蟹江トゥン角の不定期短編「パラレル・ダ・縁日」

パラレル・ダ・縁日

「なんだこの暑さわ!夏かよ!」と少し怒り気味で公園の木陰に佇んでいる。

2022年7月。夏である。

予定もないのに久々の休日だからという理由だけで、真っ昼間から外に出たワーカホリックなりかけのアラサーゲーマーには酷な状況だ。

自分の愚かさは無視して自然の摂理への反骨精神が口調に出てしまっている。

ゆとり教育を受けていた者達はほぼアラサーとなっており、ここまでアホ丸出しなゆとり世代もなかなかお目にかかれない。

走って近くのコンビニへ避難した。

1リットルくらいのロックアイスのパックと350の缶酎ハイを1本買い、そのままコンビニのゴミ箱の上でパックに酎ハイを注ぐ。
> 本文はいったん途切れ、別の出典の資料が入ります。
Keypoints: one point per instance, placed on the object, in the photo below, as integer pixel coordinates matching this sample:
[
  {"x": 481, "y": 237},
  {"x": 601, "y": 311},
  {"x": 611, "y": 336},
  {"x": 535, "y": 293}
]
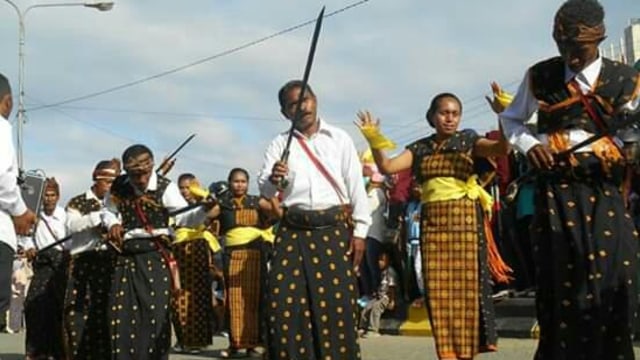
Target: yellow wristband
[
  {"x": 504, "y": 98},
  {"x": 376, "y": 139}
]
慣れた手捌きでゴミを捨て、もう少しで表面張力しそうなお酒を迎えに行く形で一口。

「こりゃもう縁日だ!」

口内で弾ける炭酸と共に時空が少し歪んだ。

自分の人間性と外界の刹那にいる真空状態のような“コンビニ入り口にあるゴミ箱の前”である。

このままクーラーの効いたコンビニのイートインで快適に過ごせば良いのだが、心地の良い空間はなんだか面倒なのがボンクラの合理的思考。

また外へ赴き、お酒入りのアイスパック片手に街を闊歩する。

15時の小休止であろうOLが怪訝な顔で見ている。

「ハッハッハッ!縁日で候!」

本来の縁日とはまったく関係なく、暑い昼間に飲む酒は「縁日」であり、寒い昼間に飲む酒は「酉の市」であるのが常識的発想。